For those of you doing the Constitutional and Administrative Law module for your law degree, you will already know a lot about the apparently unwritten rules that are binding parts of the constitution by implied agreement from everyone effected by them. Well things may be changing when the draft Cabinet Manual is completed.
This seems to me like a chicken-and-egg situation. The cabinet manual is publicised as a manual outlining all the laws, conventions and rules that effect the operation of government. But we already know that constitutional conventions are generally unwritten, and they are unwritten for a good reason. Constitutional conventions are created by necessity...and they last as long as they are needed. They are 'ratified' by conduct, or oral agreement.
One such agreement is the Sailsbury Convention, that agrees that the Lords will not oppose anything that was in the governments manifesto. The commons is elected, the lords is currently unelected. It would be wrong for an unelected house to opposite a policy that a governement was elected on the basis of. This isn't legislation, it isn't royal prerogative, it is a convention. If the House of Lords became an elected house, the Sailsbury Convention would no longer be required...in fact its existence would be undemocratic. The great thing about a constitutional convention is that nothing has to be done for it to fall out of use.
So of the Lords became an elected house, both houses would just stop observing the Sailsbury Convention.

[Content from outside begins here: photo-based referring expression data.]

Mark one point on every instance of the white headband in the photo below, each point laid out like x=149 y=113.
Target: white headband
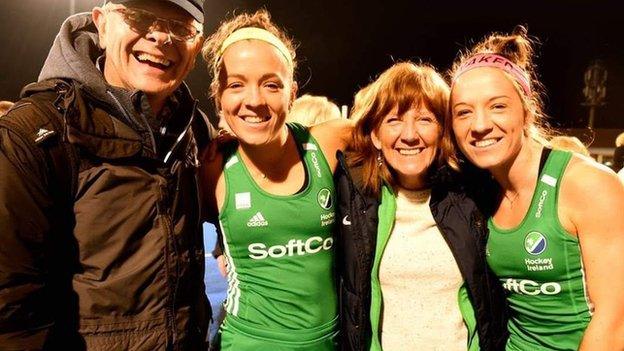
x=258 y=34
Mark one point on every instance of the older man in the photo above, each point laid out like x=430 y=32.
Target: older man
x=100 y=236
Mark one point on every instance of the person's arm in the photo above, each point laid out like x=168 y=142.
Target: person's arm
x=593 y=198
x=332 y=136
x=25 y=299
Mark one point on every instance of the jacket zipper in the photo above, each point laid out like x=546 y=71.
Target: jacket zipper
x=128 y=117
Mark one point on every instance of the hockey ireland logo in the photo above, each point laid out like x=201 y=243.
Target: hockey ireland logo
x=324 y=198
x=535 y=243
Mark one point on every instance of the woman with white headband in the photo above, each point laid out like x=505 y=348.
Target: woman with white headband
x=274 y=195
x=556 y=226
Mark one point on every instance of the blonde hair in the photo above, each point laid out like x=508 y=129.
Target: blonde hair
x=404 y=86
x=619 y=140
x=518 y=48
x=569 y=143
x=310 y=110
x=212 y=46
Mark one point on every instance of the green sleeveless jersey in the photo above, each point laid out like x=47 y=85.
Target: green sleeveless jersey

The risk of the Cabinet Manual is that it gains the status of a binding document...a constitutional convention in itself. It gives the civil service and government a way of 'back door' legislating over procedural matters of the legislative branch of our constitution. It could become such a politically powerful convention on its own, that its existence is accepted and never challenged, much like the convention that none of the main parties challenge the speaker's seat during an election. This defeats the object of a convention, as steps would need to be taken to remove it from the manual for it to no longer be binding.
So the Cabinet Manual is risky, and needs to be something that assists the Executive only and does not bind the Legislature in any way. If this is achieved, i can see this manual being a very useful document handed out to ministers at the revolving door of every department.